Solved – Logistic regression assumptions for a model with many binary independent variables

assumptionsgeneralized linear modelinteractionlogisticregression

I am working on developing a logistic regression model that uses qualitative variables only ($n=990$). My remit is to define the equation that can identify the most relevant characteristics of a survey respondent that is favorable towards Company X. The proposed equation is similar to the following:
\begin{align}
{\rm Fav} = &a*{\rm age} + b*{\rm CoAware} + c*{\rm IssueAware} + d*{\rm readnewspaper} + e*{\rm region} + \\
&f*{\rm income}\ldots
\end{align}
The dependent variable is "Company Favorability" (0 = Unfavorable/Neither | 1 = Favorable). There are currently 25 independent variables, 20 of which are binary IVs that range from highly correlated to the DV (awareness of Company) to not significant (gender). I also have 5 categorical variables that indicate region of the country, age (in categories), party affiliation, income level, and education.

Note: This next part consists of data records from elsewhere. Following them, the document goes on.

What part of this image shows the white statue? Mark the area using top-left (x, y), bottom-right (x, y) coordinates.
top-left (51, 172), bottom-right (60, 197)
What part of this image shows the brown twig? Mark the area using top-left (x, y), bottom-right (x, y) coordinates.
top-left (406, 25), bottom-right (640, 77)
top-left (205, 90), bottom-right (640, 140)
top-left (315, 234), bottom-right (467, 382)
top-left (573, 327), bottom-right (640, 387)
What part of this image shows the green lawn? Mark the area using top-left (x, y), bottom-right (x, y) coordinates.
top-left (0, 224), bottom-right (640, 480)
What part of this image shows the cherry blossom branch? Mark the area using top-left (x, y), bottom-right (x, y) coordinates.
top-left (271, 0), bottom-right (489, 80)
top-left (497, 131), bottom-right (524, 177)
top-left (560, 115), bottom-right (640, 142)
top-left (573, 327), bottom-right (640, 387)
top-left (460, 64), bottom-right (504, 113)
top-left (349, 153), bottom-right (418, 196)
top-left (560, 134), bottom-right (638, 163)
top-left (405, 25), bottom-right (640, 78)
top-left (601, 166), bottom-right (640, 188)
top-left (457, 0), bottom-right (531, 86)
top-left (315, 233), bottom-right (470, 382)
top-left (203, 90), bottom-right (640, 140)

I am almost certain that I need to use a logistic regression model for this approach. However, when I test my assumptions, I have having a very difficult time proving a linear relationship between the dichotomous independent variables and the logit transformation of the DV.

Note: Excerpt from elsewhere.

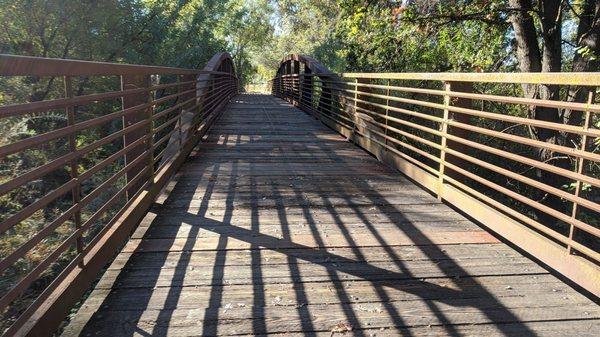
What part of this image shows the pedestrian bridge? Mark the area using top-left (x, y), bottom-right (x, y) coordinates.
top-left (0, 54), bottom-right (600, 336)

My other problem is that, I am somewhat overwhelmed by possible interaction effects. There are 34 possible options using 25 variables – leading me to over 50 million possible combinations.

I have three questions:

  1. Is there a better method to model with a binary dependent variable?
  2. Am I missing something in the assumptions? (ie: Do I need to indeed prove the linear relationship if all of my variables are dichotomous)
  3. Would it be better to approach this by looking at multicollinearity first, to reduce the number of variables overall, and then look at linear relationships with the logit of the DV?

Best Answer

If all your regressor variables are binary, then the linearity assumption is vacuous! so can be ignored. But you say you have variables like age, which is not binary. Then you can consider using a spline of age instead of age directly, which leads to GAMs (generalized additive models) or the use of regression splines. I found this useful when there are one or a few such variables.

Then consider which interactions you consider plausible, then start with your model.